Atualizado em 07/07/2026 · Fundamentado em jurisprudência de STJ
Sim. O STJ, em julgado divulgado em informativo de jurisprudência, reconheceu que a compra e venda simulada de imóvel em detrimento da partilha de bens do casal é nula, e não apenas anulável, garantindo ao ex-cônjuge prejudicado o direito à meação. A simulação é matéria de ordem pública e pode ser declarada até de ofício pelo juiz.
O vício da simulação exige a consciência dos envolvidos de que declaram algo divergente da vontade real, a intenção de enganar terceiros e o conluio entre os participantes do negócio. O art. 167 do Código Civil comina nulidade ao negócio simulado, subsistindo apenas o que se dissimulou, se válido na substância e na forma.

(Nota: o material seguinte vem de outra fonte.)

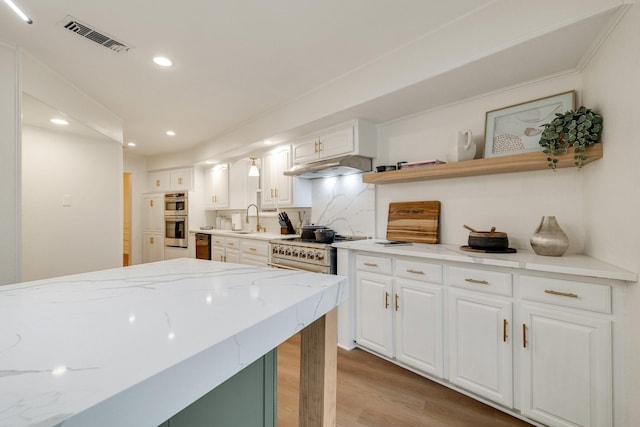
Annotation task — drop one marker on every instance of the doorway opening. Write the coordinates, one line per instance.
(126, 221)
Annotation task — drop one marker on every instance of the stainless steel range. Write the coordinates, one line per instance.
(306, 255)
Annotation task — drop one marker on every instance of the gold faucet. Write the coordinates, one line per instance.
(259, 228)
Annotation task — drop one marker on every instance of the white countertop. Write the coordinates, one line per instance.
(244, 234)
(580, 265)
(133, 346)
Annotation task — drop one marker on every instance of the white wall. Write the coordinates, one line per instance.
(514, 203)
(9, 166)
(612, 199)
(85, 236)
(136, 166)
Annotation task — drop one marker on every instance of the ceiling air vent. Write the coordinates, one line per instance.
(84, 30)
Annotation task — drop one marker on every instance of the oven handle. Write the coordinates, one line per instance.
(283, 267)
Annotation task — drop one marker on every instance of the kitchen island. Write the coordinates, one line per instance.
(134, 346)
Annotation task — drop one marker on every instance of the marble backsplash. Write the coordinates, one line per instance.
(345, 204)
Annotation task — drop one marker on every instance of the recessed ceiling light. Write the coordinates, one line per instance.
(162, 61)
(19, 12)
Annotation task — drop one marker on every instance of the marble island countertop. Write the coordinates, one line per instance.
(132, 346)
(574, 264)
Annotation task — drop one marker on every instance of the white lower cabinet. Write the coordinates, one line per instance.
(540, 346)
(418, 331)
(480, 345)
(565, 356)
(374, 326)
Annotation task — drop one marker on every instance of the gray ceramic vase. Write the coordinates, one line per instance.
(549, 239)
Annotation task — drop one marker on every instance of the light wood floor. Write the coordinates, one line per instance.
(375, 393)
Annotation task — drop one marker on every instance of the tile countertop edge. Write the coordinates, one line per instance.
(117, 390)
(524, 259)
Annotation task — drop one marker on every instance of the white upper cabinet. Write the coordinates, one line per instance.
(171, 180)
(356, 137)
(216, 187)
(279, 190)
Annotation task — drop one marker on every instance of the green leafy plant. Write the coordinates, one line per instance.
(578, 129)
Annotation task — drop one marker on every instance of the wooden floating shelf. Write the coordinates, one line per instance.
(493, 165)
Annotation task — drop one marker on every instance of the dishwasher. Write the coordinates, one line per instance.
(203, 246)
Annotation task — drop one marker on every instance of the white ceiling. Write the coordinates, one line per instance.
(234, 59)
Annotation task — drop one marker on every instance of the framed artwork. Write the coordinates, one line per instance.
(516, 129)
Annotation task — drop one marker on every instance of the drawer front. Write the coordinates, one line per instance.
(493, 282)
(232, 243)
(373, 263)
(253, 247)
(416, 270)
(585, 296)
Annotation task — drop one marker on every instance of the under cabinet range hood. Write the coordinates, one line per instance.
(345, 165)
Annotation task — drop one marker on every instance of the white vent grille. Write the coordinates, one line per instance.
(94, 35)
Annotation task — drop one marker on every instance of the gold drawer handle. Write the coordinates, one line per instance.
(562, 294)
(480, 282)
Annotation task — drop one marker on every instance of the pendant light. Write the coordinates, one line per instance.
(253, 170)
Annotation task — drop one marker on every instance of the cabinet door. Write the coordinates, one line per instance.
(374, 316)
(418, 326)
(306, 151)
(336, 143)
(284, 184)
(152, 247)
(480, 345)
(153, 213)
(566, 368)
(217, 253)
(232, 255)
(276, 187)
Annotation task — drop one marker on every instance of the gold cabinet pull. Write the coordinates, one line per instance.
(562, 294)
(480, 282)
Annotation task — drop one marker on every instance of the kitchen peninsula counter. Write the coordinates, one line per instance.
(524, 259)
(133, 346)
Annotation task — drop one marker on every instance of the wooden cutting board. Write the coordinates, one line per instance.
(414, 221)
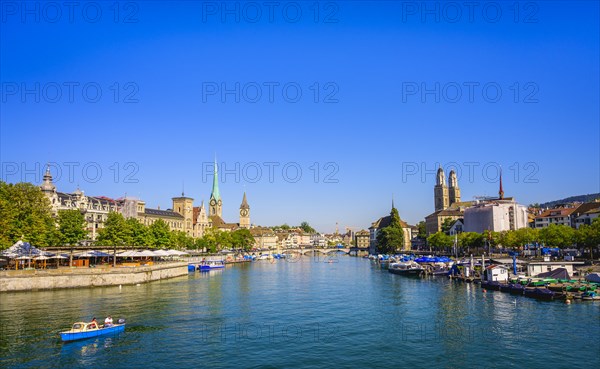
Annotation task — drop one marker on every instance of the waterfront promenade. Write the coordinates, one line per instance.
(43, 279)
(305, 313)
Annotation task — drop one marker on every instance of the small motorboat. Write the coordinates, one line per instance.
(590, 295)
(82, 330)
(406, 268)
(209, 265)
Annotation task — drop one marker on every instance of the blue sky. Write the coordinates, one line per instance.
(375, 93)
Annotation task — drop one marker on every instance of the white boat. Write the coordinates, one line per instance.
(409, 268)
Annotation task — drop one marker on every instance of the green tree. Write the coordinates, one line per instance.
(208, 241)
(115, 231)
(307, 228)
(421, 226)
(588, 236)
(557, 235)
(446, 224)
(182, 240)
(71, 226)
(440, 240)
(391, 238)
(160, 234)
(25, 214)
(138, 234)
(242, 239)
(223, 240)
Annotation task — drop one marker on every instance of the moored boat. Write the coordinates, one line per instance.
(539, 293)
(211, 265)
(516, 288)
(590, 295)
(83, 330)
(405, 268)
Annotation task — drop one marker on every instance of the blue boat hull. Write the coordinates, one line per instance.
(66, 336)
(206, 268)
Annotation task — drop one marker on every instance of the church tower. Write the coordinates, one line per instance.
(440, 191)
(215, 203)
(185, 206)
(49, 189)
(245, 213)
(201, 221)
(453, 190)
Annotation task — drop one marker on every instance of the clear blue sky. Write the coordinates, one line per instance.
(369, 62)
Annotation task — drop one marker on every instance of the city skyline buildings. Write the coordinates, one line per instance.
(379, 109)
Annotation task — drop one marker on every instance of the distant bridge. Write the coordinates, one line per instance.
(309, 251)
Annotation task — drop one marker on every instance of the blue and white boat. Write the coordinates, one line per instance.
(82, 330)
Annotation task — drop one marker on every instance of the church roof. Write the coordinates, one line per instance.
(386, 221)
(244, 202)
(162, 213)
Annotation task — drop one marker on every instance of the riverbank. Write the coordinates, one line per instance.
(46, 279)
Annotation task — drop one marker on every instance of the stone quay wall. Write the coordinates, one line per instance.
(31, 280)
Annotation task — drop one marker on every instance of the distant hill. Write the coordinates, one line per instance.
(580, 198)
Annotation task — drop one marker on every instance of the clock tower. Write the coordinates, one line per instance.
(185, 206)
(215, 204)
(245, 213)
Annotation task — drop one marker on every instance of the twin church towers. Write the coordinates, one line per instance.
(215, 204)
(197, 220)
(446, 195)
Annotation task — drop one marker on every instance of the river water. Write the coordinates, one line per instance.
(305, 312)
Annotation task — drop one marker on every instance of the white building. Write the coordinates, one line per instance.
(496, 273)
(536, 267)
(495, 215)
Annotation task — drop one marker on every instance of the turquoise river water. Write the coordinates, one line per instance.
(305, 313)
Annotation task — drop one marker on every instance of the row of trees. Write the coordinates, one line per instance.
(119, 231)
(553, 236)
(303, 226)
(391, 238)
(25, 214)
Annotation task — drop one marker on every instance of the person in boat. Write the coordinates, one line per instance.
(93, 324)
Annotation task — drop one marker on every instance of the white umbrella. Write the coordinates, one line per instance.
(126, 254)
(160, 253)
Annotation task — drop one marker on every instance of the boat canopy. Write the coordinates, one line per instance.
(593, 277)
(560, 273)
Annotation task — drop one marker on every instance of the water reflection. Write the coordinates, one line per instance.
(296, 314)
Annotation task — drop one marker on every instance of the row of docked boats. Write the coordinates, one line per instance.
(206, 265)
(410, 265)
(546, 288)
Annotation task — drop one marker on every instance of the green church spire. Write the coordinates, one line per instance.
(215, 191)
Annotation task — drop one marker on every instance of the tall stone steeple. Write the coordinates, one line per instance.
(215, 203)
(48, 187)
(501, 190)
(245, 213)
(453, 190)
(440, 191)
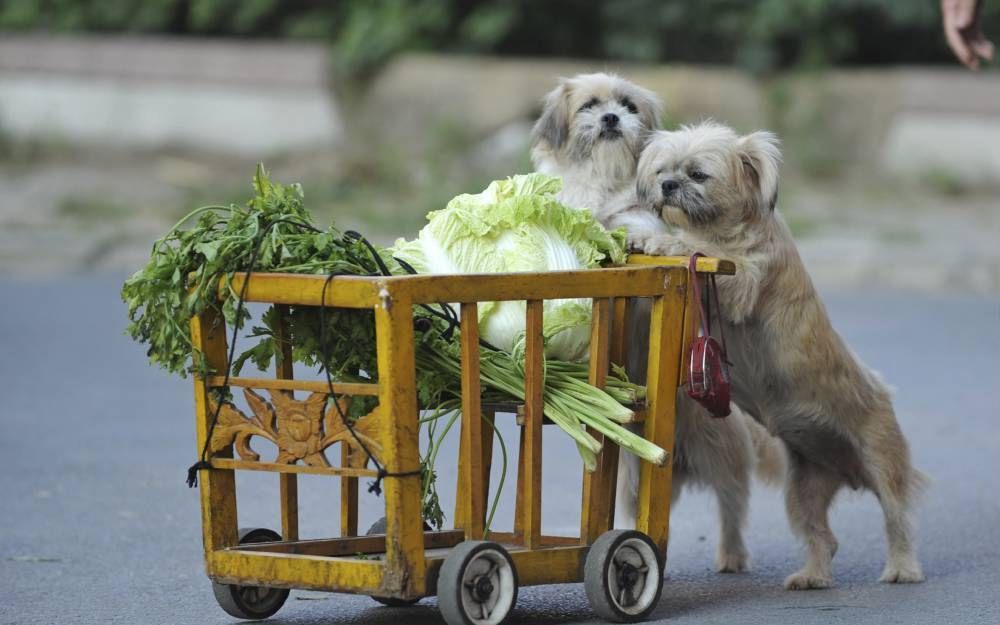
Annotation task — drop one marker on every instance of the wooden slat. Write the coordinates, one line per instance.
(553, 565)
(545, 540)
(704, 265)
(617, 348)
(589, 283)
(333, 547)
(313, 386)
(288, 485)
(218, 488)
(348, 497)
(666, 325)
(247, 465)
(473, 514)
(260, 568)
(305, 290)
(594, 514)
(531, 452)
(405, 565)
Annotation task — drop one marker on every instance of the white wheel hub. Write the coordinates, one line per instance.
(630, 576)
(487, 588)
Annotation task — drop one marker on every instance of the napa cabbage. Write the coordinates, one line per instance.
(517, 225)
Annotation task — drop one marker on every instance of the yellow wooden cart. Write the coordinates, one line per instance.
(476, 580)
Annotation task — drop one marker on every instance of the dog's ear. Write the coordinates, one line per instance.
(645, 179)
(760, 158)
(650, 108)
(553, 126)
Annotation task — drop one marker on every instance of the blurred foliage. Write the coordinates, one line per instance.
(759, 35)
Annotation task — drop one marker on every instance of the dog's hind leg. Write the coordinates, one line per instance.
(808, 496)
(733, 497)
(893, 480)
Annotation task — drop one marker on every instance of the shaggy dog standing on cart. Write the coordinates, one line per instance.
(590, 134)
(792, 371)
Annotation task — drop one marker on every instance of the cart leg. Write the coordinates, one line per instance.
(405, 567)
(617, 352)
(476, 445)
(462, 483)
(218, 487)
(598, 485)
(288, 485)
(348, 496)
(666, 347)
(528, 507)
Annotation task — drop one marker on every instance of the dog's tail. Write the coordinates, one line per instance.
(772, 462)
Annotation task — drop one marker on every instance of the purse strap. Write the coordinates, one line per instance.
(706, 319)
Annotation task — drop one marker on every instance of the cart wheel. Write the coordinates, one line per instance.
(477, 584)
(251, 602)
(623, 576)
(378, 527)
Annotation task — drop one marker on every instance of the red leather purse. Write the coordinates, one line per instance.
(708, 369)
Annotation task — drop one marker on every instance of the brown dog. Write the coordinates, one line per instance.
(590, 134)
(792, 371)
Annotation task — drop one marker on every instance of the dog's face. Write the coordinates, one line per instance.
(596, 117)
(707, 176)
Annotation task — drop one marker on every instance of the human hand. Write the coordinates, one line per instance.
(960, 19)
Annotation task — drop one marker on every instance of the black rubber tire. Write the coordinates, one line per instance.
(378, 527)
(457, 595)
(251, 602)
(610, 584)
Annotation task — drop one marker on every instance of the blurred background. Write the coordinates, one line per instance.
(117, 117)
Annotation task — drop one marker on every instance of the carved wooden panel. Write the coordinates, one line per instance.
(300, 429)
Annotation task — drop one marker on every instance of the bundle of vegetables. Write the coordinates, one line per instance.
(273, 232)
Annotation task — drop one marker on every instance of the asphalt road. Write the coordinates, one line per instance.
(97, 526)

O julgado lista indícios típicos: alienação de todo ou grande parte do patrimônio, parentesco, amizade íntima ou subordinação entre os simuladores, preço vil, ausência de transferência de dinheiro entre as contas, permanência do alienante na posse do bem e desconhecimento da coisa pelo suposto adquirente.
No caso, o imóvel era a residência do casal e foi negociado entre empresas de fachada cujos sócios tinham parentesco e subordinação com o ex-marido, que administrava de fato as contas dessas empresas; não houve prova de pagamento e havia histórico de investigações por blindagem patrimonial. Esse conjunto de circunstâncias evidenciou a simulação em prejuízo da meação.
Por ser causa de nulidade e regra de ordem pública, a simulação pode ser declarada de ofício e pode ser alegada por uma das partes contra a outra. Na prática, o ex-cônjuge lesado pode buscar a invalidação do negócio e a recomposição da meação, cabendo aos tribunais examinar os indícios de cada caso.
“O reconhecimento de simulação na compra e venda de imóvel em detrimento da partilha de bens do casal gera nulidade do negócio e garante o direito à meação a ex-cônjuge.”